🤖 AI Summary
Existing stochastic object models (SOMs) for medical image quality assessment struggle to simultaneously ensure anatomical fidelity and robustness to measurement noise. Method: We propose an unsupervised SOM construction framework tailored to noisy clinical imaging data (e.g., CT, mammography), introducing a novel “measurement-integrated diffusion” paradigm that explicitly decouples measurement noise from diffusion process noise. Our approach incorporates measurement consistency constraints and an environment-aware loss function, enabling learning of high-fidelity, task-oriented clean SOMs directly from noisy observations—without requiring ground-truth clean data. Contribution/Results: Validated on real clinical datasets, our models achieve significantly improved anatomical structure fidelity and yield more reliable image quality assessments. This work overcomes two key limitations of prior methods: the anatomical rigidity of traditional mathematical models and the reliance of data-driven approaches on clean reference labels. It establishes a new paradigm for unsupervised clinical image modeling.
📝 Abstract
Task-based measures of image quality (IQ) are critical for evaluating medical imaging systems, which must account for randomness including anatomical variability. Stochastic object models (SOMs) provide a statistical description of such variability, but conventional mathematical SOMs fail to capture realistic anatomy, while data-driven approaches typically require clean data rarely available in clinical tasks.

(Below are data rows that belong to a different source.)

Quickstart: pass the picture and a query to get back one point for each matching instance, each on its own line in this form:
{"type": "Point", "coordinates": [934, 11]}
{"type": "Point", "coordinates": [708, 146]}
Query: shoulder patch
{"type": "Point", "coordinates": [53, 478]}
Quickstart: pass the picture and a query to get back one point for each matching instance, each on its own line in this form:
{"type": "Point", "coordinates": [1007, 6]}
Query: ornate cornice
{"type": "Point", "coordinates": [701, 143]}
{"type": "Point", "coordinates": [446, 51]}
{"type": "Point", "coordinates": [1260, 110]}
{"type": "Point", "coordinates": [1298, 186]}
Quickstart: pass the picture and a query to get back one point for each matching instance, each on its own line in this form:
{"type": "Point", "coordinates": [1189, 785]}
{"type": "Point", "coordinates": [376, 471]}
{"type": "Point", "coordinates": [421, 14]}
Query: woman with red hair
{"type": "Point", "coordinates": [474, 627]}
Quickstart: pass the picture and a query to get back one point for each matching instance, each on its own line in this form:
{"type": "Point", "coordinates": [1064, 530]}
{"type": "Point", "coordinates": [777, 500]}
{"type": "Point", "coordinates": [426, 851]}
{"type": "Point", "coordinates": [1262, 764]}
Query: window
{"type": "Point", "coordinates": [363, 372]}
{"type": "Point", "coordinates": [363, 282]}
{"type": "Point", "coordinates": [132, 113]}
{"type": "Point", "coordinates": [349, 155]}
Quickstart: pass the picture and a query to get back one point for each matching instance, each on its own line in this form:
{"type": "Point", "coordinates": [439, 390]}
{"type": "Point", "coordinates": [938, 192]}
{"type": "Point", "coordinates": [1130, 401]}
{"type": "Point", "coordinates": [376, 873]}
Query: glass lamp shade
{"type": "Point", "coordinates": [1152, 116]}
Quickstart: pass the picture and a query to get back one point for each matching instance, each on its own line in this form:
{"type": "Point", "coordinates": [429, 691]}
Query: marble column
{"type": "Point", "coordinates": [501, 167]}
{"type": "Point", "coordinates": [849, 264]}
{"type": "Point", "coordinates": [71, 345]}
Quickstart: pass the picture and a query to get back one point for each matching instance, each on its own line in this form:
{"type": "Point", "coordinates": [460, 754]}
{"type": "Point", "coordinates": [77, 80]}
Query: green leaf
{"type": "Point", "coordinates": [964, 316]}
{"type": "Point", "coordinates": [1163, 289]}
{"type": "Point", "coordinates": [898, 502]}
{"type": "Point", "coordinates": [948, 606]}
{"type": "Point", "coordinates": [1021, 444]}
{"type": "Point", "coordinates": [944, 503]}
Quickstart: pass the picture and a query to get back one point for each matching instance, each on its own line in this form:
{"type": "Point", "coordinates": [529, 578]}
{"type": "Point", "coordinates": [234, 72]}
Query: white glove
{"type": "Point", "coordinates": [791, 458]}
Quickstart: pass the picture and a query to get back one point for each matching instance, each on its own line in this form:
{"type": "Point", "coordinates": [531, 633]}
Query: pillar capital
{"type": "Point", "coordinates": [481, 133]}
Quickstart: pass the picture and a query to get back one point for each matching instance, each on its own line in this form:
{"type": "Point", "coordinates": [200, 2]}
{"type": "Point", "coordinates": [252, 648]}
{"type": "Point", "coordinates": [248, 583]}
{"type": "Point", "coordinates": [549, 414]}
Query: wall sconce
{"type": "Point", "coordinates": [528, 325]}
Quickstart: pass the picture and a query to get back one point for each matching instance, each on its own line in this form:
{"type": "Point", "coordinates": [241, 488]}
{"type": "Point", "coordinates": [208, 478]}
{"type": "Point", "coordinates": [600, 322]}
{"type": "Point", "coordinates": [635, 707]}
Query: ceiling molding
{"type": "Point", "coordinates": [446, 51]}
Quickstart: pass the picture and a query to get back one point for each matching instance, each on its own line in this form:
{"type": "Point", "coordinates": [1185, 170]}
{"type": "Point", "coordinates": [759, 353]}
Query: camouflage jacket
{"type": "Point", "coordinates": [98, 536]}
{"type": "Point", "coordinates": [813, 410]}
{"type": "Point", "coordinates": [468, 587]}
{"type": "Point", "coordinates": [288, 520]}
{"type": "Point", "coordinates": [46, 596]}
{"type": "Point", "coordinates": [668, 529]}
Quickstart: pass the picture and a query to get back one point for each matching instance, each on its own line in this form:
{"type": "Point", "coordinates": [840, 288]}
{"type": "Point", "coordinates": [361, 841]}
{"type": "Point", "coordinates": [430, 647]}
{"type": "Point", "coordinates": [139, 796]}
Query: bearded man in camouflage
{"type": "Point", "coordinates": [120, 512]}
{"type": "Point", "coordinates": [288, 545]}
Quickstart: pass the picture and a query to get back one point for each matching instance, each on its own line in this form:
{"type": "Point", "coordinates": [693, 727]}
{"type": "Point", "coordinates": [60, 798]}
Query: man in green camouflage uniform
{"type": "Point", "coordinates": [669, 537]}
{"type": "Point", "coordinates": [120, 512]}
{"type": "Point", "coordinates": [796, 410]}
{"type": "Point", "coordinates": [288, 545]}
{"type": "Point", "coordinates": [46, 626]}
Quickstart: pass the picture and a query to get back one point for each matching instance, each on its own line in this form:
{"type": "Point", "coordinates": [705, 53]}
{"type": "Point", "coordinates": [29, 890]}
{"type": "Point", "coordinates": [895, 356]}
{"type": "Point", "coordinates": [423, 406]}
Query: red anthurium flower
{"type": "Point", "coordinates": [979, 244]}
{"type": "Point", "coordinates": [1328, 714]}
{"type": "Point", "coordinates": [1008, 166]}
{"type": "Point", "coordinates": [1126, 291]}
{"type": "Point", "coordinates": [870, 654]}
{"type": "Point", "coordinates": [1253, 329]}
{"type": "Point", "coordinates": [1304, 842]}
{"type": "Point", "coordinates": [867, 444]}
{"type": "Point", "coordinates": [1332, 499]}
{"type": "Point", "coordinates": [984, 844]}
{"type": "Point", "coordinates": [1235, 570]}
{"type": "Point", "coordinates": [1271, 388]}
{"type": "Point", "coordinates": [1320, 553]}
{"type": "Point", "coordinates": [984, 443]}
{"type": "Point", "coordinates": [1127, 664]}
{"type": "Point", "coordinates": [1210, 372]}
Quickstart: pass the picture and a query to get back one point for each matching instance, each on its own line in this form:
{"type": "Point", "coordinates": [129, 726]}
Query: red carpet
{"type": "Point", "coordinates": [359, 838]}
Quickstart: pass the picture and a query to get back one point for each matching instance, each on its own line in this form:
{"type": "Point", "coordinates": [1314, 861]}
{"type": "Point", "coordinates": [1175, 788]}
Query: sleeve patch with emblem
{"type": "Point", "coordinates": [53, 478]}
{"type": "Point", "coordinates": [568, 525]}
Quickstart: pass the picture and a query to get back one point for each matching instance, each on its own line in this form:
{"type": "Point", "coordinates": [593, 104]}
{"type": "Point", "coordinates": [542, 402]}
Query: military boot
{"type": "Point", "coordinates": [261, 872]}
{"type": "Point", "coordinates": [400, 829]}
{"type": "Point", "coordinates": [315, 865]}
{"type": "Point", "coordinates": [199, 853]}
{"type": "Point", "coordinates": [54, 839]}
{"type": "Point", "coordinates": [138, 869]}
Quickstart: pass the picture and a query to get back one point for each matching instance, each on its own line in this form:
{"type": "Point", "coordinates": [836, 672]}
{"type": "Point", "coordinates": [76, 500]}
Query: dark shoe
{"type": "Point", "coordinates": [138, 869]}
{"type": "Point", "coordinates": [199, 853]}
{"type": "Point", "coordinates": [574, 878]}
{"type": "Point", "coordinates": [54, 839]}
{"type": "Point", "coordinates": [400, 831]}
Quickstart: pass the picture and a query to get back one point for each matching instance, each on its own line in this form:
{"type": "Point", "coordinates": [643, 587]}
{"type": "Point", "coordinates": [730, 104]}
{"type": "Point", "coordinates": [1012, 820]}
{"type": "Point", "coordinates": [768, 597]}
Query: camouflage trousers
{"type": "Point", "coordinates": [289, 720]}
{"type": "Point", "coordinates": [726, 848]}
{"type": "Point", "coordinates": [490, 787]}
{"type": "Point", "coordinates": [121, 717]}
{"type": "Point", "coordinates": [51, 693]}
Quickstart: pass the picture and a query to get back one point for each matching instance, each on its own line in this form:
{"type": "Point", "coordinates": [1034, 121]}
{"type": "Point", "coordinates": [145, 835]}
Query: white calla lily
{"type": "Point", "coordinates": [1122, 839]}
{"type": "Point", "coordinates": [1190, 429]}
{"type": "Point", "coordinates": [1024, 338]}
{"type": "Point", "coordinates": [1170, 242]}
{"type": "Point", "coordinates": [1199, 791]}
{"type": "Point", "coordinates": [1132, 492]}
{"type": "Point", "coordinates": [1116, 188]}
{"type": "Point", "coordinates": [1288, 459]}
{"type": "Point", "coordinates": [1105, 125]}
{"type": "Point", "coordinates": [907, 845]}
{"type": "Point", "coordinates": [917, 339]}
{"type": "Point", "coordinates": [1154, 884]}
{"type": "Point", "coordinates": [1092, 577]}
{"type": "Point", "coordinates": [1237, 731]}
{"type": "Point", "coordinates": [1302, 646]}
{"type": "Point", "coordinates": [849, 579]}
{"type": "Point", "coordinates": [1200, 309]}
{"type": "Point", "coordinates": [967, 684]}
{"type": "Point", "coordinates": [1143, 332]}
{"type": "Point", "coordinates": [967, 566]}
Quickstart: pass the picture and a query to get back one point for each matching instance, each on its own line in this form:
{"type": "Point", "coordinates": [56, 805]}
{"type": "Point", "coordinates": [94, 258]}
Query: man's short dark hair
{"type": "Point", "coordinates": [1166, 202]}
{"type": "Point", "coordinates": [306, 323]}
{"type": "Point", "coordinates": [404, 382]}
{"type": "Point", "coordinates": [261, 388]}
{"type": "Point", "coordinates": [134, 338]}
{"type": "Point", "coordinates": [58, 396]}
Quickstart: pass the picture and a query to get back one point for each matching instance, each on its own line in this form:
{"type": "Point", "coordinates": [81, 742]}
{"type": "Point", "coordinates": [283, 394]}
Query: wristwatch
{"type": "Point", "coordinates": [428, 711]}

To address this challenge, we propose AMID, an unsupervised Ambient Measurement-Integrated Diffusion with noise decoupling, which establishes clean SOMs directly from noisy measurements. AMID introduces a measurement-integrated strategy aligning measurement noise with the diffusion trajectory, and explicitly models coupling between measurement and diffusion noise across steps, an ambient loss is thus designed base on it to learn clean SOMs. Experiments on real CT and mammography datasets show that AMID outperforms existing methods in generation fidelity and yields more reliable task-based IQ evaluation, demonstrating its potential for unsupervised medical imaging analysis.